JPEG estimating file size

JPEG estimating file size - image

I'm writing an application that needs to compress and scale an image before sending it as an mms which has a maximum file size of 600kb. I'm looking for an algorithm that will help estimate the maximum surface area of a jpeg with a file size < 600kb that accounts for a reduction in quality by some percent between. Thanks.

The compression ratio gotten for a specific quality level is pretty consistent. For example, you may find that at a quality level of 80 with color subsampling, you get 14:1 compression. You can do some tests with your JPEG encoder at various quality levels to see the compression ratio achieved and then work backwards to find the largest image size you can compress for a given quality level.

Related

Image file size to area ratio

I'm writing a tool to detect images on our website that should be flagged for manual intervention to reduce file size. If a "large" image is 100K that might be fine, but if a "small" image is 100K, someone forgot to flatten it or compress it.
I'm looking at the "file density" of an image as the ratio filesize/(height x width). Is there a term for this? Is there some guidance about what a reasonable range for this density should be, so that I can flag images? Or am I thinking about this wrong?

Yes, if the file size is given in bits, then that fraction is known as the bitrate in bits per pixel (bpp) - as sascha points out. For example, an uncompressed image is usually 24 bit (8bit/channel * 3 channels (r,g,b)). Anything at this or higher bitrates is (most often) not compressed.
In general, lossless compression can be achieved at bitrates of about 12bpp (a 2:1 compression ratio). Normally you can aim at much lower bitrates (e.g., 1 bit per pixel, 24:1 compression ratio) and expect decent quality, but it'll depend on the images you're dealing with.

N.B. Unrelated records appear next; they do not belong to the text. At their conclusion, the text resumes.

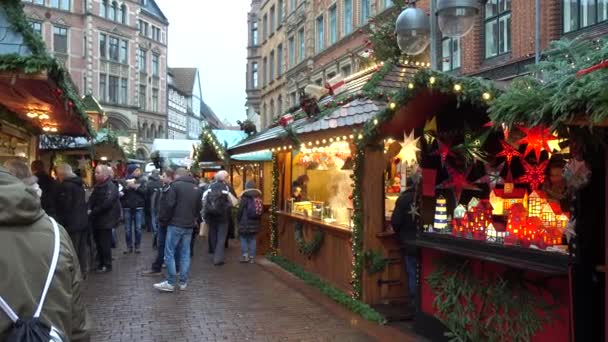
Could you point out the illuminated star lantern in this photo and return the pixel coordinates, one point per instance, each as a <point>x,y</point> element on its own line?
<point>508,152</point>
<point>534,174</point>
<point>409,149</point>
<point>492,177</point>
<point>537,139</point>
<point>458,182</point>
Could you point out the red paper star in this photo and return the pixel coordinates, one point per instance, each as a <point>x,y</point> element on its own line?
<point>534,174</point>
<point>457,182</point>
<point>537,139</point>
<point>508,152</point>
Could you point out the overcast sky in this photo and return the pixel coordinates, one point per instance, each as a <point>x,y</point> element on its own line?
<point>212,36</point>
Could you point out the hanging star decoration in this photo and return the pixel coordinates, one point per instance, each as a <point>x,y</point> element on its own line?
<point>537,139</point>
<point>458,182</point>
<point>534,174</point>
<point>492,176</point>
<point>444,150</point>
<point>508,152</point>
<point>471,148</point>
<point>409,149</point>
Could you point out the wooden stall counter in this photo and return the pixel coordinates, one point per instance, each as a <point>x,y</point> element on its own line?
<point>331,261</point>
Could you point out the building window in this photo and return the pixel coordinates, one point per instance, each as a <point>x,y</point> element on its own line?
<point>254,33</point>
<point>272,17</point>
<point>155,103</point>
<point>265,26</point>
<point>302,45</point>
<point>141,59</point>
<point>281,12</point>
<point>37,27</point>
<point>450,54</point>
<point>271,66</point>
<point>579,14</point>
<point>497,27</point>
<point>280,60</point>
<point>61,4</point>
<point>292,51</point>
<point>155,65</point>
<point>124,51</point>
<point>142,96</point>
<point>102,45</point>
<point>320,34</point>
<point>102,87</point>
<point>113,89</point>
<point>348,16</point>
<point>124,93</point>
<point>254,74</point>
<point>60,39</point>
<point>114,49</point>
<point>365,11</point>
<point>333,24</point>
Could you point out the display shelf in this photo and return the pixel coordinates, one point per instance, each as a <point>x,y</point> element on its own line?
<point>513,256</point>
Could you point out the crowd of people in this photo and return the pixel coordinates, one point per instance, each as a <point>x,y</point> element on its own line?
<point>175,205</point>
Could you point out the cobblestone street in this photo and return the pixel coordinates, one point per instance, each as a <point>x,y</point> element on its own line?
<point>235,302</point>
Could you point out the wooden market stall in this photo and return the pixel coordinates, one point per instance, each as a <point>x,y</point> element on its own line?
<point>36,93</point>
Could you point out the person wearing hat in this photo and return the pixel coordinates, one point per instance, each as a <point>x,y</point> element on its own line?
<point>133,204</point>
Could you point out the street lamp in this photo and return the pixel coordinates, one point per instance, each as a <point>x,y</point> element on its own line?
<point>457,17</point>
<point>413,31</point>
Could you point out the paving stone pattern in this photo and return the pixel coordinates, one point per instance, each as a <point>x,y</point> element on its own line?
<point>234,302</point>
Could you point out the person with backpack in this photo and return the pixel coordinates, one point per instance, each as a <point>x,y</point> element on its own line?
<point>249,216</point>
<point>216,211</point>
<point>40,292</point>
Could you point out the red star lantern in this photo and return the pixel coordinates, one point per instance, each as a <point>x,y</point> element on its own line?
<point>508,152</point>
<point>458,182</point>
<point>534,174</point>
<point>537,139</point>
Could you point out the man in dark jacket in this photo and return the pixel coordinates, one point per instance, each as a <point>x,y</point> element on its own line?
<point>403,222</point>
<point>250,217</point>
<point>104,214</point>
<point>133,204</point>
<point>48,186</point>
<point>72,211</point>
<point>179,212</point>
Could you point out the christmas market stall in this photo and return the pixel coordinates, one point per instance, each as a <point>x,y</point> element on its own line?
<point>491,214</point>
<point>36,93</point>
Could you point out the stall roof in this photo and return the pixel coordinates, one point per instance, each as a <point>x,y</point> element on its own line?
<point>352,114</point>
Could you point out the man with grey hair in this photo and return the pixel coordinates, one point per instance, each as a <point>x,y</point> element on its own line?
<point>72,211</point>
<point>104,214</point>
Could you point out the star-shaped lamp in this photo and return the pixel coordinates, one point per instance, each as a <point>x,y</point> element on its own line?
<point>537,139</point>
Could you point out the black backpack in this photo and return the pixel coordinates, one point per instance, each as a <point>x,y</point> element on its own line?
<point>216,203</point>
<point>33,329</point>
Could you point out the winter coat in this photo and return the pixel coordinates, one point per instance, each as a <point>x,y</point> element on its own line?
<point>134,198</point>
<point>71,205</point>
<point>403,223</point>
<point>105,206</point>
<point>181,205</point>
<point>26,248</point>
<point>49,193</point>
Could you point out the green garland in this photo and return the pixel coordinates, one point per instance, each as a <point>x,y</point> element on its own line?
<point>335,294</point>
<point>509,308</point>
<point>308,248</point>
<point>274,226</point>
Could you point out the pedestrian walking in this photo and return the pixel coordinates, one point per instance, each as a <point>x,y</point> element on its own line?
<point>157,265</point>
<point>48,186</point>
<point>30,241</point>
<point>104,214</point>
<point>72,212</point>
<point>250,216</point>
<point>179,212</point>
<point>217,206</point>
<point>133,203</point>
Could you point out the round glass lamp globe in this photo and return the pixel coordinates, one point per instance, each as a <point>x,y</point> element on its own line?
<point>456,22</point>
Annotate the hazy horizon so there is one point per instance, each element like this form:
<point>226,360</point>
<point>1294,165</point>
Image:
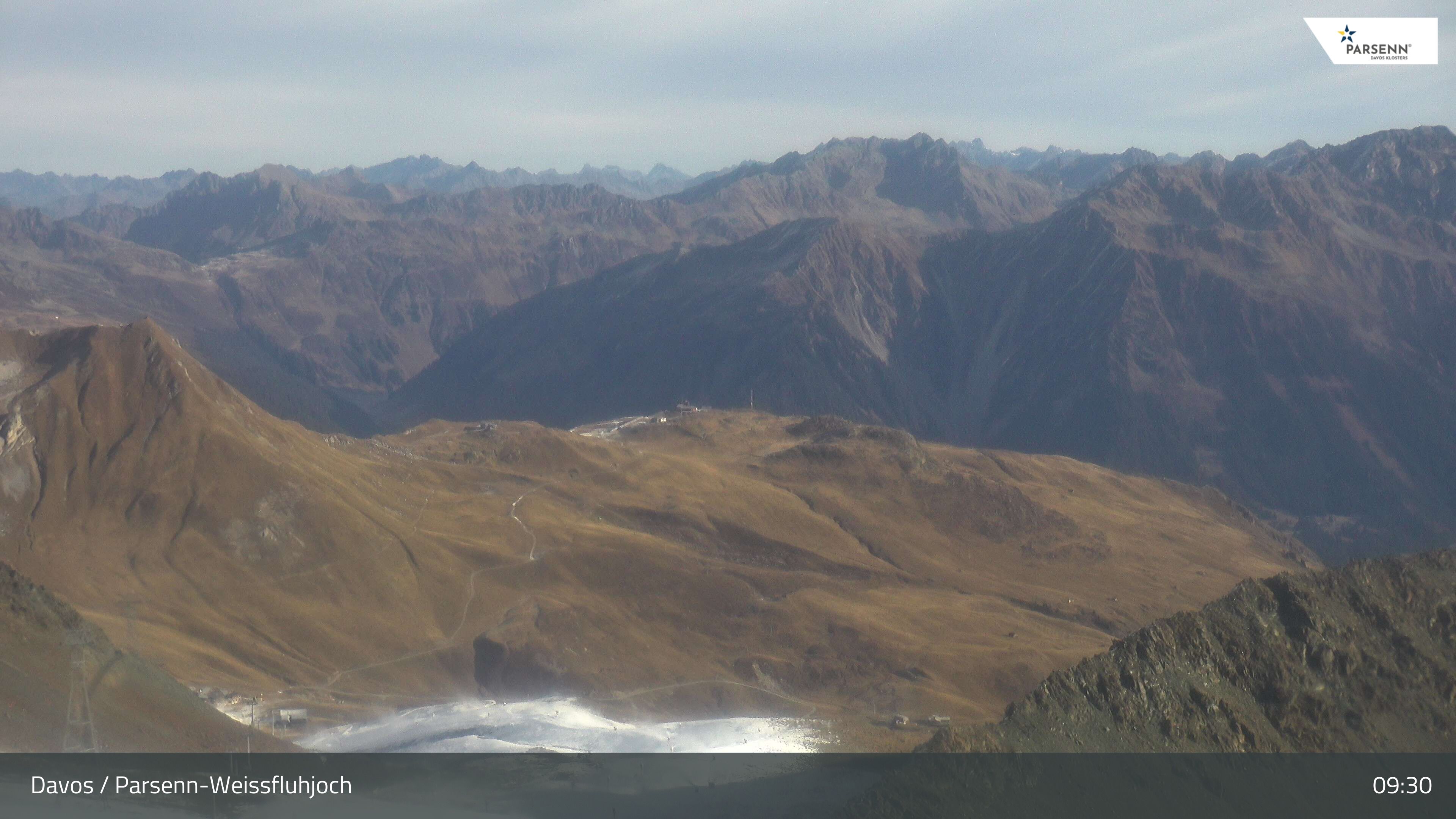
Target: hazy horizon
<point>151,86</point>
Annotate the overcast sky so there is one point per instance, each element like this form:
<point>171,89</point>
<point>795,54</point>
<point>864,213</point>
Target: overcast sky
<point>145,86</point>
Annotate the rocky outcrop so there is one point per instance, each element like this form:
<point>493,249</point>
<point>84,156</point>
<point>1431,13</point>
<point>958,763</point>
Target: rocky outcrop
<point>1359,659</point>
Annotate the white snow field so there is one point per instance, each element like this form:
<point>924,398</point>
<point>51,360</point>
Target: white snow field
<point>560,725</point>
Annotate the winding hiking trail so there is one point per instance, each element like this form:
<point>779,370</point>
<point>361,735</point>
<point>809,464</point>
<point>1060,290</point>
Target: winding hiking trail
<point>465,613</point>
<point>465,610</point>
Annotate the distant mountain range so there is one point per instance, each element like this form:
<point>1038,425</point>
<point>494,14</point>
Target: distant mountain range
<point>1277,327</point>
<point>63,196</point>
<point>695,563</point>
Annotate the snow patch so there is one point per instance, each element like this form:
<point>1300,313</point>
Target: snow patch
<point>561,725</point>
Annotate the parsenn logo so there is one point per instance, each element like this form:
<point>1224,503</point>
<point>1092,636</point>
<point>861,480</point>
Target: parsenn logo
<point>1384,41</point>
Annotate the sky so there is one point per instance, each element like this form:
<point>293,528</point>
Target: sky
<point>145,86</point>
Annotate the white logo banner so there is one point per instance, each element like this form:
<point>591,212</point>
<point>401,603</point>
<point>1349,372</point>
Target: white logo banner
<point>1376,41</point>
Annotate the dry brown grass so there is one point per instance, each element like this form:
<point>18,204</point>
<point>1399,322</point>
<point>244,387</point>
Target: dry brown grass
<point>717,563</point>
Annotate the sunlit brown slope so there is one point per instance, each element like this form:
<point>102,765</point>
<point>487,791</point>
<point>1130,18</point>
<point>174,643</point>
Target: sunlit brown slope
<point>135,706</point>
<point>710,563</point>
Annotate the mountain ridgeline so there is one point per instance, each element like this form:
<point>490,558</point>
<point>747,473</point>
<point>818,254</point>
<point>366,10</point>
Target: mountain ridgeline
<point>1277,326</point>
<point>1285,334</point>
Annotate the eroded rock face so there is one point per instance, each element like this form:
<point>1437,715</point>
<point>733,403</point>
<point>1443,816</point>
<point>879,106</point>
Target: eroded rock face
<point>1359,659</point>
<point>518,674</point>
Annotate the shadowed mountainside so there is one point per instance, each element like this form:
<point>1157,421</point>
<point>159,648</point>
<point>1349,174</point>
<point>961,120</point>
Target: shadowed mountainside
<point>135,706</point>
<point>1282,331</point>
<point>1360,659</point>
<point>705,565</point>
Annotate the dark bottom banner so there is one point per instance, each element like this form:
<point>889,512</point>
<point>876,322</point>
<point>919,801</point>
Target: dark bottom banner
<point>702,786</point>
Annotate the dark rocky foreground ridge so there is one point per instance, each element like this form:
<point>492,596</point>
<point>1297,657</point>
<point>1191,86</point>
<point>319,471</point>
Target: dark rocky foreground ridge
<point>1276,327</point>
<point>1360,659</point>
<point>136,706</point>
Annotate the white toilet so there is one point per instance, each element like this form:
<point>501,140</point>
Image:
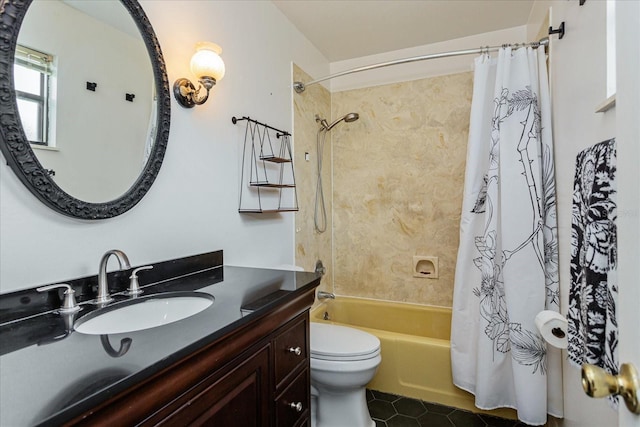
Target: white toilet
<point>343,361</point>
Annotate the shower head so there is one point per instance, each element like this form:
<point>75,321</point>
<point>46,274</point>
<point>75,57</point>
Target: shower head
<point>348,118</point>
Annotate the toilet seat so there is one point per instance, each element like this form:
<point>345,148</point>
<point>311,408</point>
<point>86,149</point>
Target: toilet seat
<point>341,343</point>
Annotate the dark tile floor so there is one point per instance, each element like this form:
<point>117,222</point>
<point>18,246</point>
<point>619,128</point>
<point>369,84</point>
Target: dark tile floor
<point>389,410</point>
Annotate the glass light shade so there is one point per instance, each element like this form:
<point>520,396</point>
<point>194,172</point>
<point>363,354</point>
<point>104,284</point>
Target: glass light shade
<point>206,62</point>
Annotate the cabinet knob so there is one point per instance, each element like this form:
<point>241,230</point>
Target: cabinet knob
<point>596,382</point>
<point>297,350</point>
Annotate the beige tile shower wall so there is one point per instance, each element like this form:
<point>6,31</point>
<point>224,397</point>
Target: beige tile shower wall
<point>310,245</point>
<point>398,176</point>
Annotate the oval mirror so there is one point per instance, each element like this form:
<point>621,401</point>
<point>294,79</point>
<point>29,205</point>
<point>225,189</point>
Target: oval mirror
<point>86,106</point>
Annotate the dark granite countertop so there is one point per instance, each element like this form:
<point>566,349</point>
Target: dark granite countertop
<point>49,374</point>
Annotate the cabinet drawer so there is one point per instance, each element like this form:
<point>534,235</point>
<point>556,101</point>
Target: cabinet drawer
<point>293,404</point>
<point>291,350</point>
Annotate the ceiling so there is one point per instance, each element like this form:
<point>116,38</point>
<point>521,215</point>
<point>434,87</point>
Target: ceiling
<point>347,29</point>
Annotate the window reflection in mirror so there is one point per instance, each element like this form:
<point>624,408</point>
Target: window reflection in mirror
<point>100,137</point>
<point>32,73</point>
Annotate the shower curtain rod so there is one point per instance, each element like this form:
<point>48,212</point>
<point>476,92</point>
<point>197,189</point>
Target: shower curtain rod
<point>300,87</point>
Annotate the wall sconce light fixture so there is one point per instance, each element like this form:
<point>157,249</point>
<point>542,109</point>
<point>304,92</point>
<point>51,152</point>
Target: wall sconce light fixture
<point>208,68</point>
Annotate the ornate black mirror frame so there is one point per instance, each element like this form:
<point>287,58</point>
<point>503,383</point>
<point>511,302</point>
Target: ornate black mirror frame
<point>17,151</point>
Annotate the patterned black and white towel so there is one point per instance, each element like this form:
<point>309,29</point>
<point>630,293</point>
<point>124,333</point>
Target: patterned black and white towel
<point>593,329</point>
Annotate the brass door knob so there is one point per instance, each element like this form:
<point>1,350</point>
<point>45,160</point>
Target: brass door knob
<point>596,382</point>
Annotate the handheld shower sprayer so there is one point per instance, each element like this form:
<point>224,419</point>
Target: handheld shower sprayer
<point>348,118</point>
<point>320,213</point>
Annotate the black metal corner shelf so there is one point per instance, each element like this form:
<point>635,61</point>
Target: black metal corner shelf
<point>263,148</point>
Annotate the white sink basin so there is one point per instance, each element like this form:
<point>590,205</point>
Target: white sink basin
<point>143,313</point>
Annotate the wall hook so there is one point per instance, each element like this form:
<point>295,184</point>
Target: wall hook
<point>559,31</point>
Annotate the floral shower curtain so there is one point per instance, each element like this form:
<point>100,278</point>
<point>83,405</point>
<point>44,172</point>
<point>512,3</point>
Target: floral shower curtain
<point>507,267</point>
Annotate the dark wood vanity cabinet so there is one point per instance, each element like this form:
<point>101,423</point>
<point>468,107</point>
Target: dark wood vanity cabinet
<point>257,375</point>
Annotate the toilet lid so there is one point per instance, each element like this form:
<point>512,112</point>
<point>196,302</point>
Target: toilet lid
<point>333,342</point>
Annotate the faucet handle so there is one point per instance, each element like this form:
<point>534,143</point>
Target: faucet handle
<point>134,286</point>
<point>69,304</point>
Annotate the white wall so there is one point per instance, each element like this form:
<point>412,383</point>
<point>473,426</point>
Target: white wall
<point>421,69</point>
<point>192,206</point>
<point>578,81</point>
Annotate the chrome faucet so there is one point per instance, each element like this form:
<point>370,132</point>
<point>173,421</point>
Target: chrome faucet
<point>103,287</point>
<point>325,295</point>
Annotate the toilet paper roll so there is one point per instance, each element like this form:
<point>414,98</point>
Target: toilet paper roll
<point>553,327</point>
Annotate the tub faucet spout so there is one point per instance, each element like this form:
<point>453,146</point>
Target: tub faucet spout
<point>103,286</point>
<point>325,295</point>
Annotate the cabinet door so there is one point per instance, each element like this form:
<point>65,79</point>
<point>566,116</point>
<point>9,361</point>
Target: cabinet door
<point>291,350</point>
<point>239,398</point>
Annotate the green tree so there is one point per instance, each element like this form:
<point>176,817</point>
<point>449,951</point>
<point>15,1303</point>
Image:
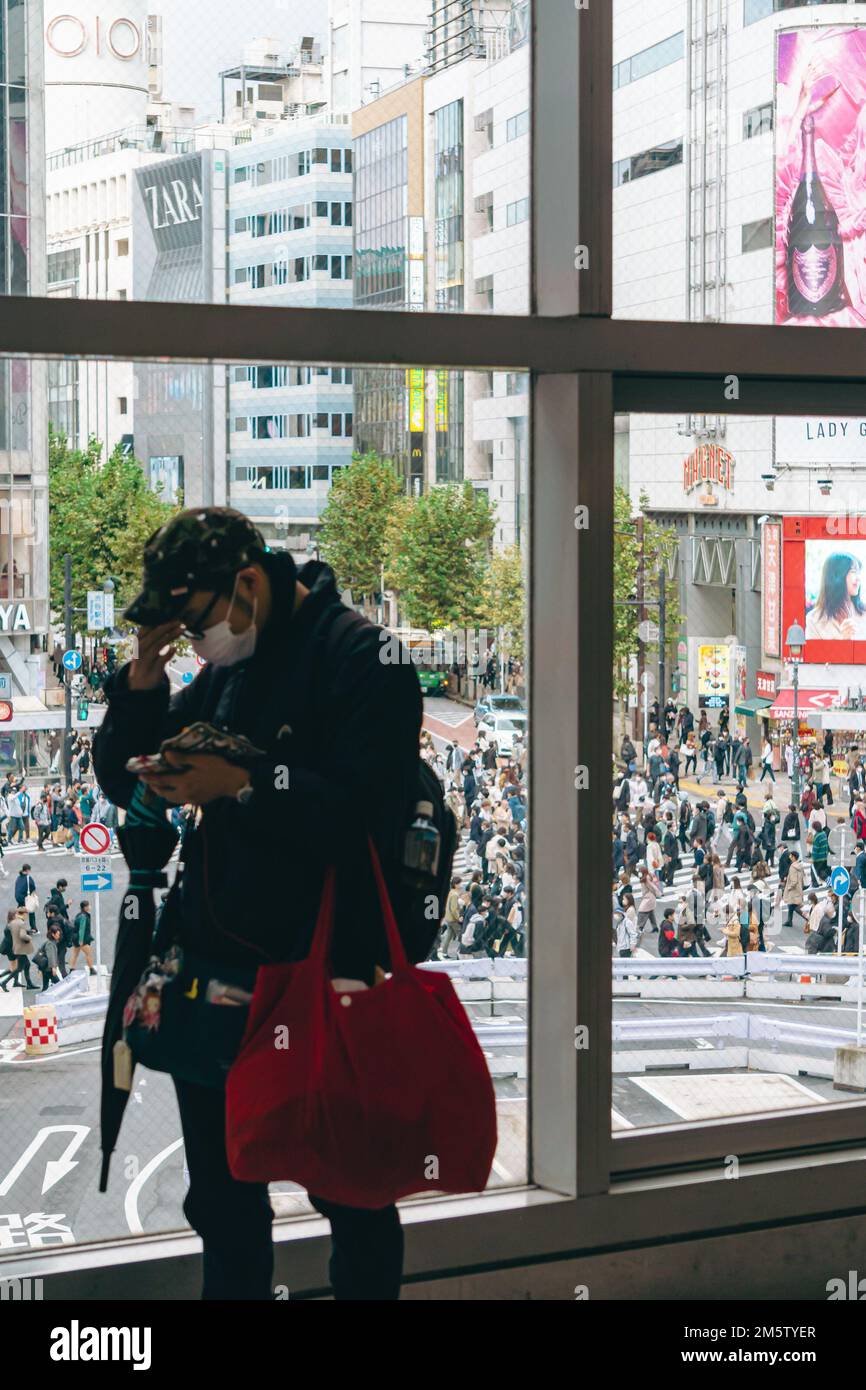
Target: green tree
<point>659,546</point>
<point>356,520</point>
<point>100,513</point>
<point>438,558</point>
<point>505,598</point>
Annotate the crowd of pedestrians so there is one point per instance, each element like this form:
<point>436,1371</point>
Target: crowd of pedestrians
<point>726,905</point>
<point>42,943</point>
<point>485,912</point>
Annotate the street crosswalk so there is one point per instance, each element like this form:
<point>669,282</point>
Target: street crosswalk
<point>28,849</point>
<point>683,881</point>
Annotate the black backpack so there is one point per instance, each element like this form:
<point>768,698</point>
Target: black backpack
<point>428,788</point>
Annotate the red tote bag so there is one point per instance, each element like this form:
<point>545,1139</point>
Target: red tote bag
<point>362,1097</point>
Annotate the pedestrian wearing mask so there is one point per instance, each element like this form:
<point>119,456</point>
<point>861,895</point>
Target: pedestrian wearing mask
<point>300,676</point>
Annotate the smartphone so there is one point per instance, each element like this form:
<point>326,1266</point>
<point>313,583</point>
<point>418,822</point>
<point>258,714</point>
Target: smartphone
<point>152,763</point>
<point>227,994</point>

Uncertainty in L,a,b space of compressed JPEG images

My team wish to calculate the contrast between two photographs taken in a wet environment.
We will calculate contrast using the formula
Contrast = SQRT((ΔL)^2 + (Δa)^2 + (Δb)^2)
where ΔL is the difference in luminosity, Δa is the difference in (redness-greeness) and Δb is (yellowness-blueness), which are the dimensions of Lab space.
Our (so far successful) approach has been to convert each pixel from RGB to Lab space, and taking the mean values of the relevant sections of the image as our A and B variables.
However the environment limits us to using a (waterproof) GoPro camera which compresses images to JPEG format, rather than saving as TIFF, so we are not using a true-colour image.
We now need to quantify the uncertainty in the contrast - for which we need to know the uncertainty in A and B and by extension the uncertainties (or mean/typical uncertainty) in each a and b value for each RGB pixel. We can calculate this only if we know the typical/maximum uncertainty produced when converting from true-colour to JPEG.
Therefore we need to know the maximum possible difference in each of the RGB channels when saving in JPEG format.
EG. if true colour RGB pixel (5, 7, 9) became (2, 9, 13) after compression the uncertainty in each channel would be (+/- 3, +/- 2, +/- 4).
We believe that the camera compresses colour in the aspect ratio 4:2:0 - is there a way to test this?
However our main question is; is there any way of knowing the maximum possible error in each channel, or calculating the uncertainty from the compressed RGB result?
Note: We know it is impossible to convert back from JPEG to TIFF as JPEG compression is lossy. We merely need to quantify the extent of this loss on colour.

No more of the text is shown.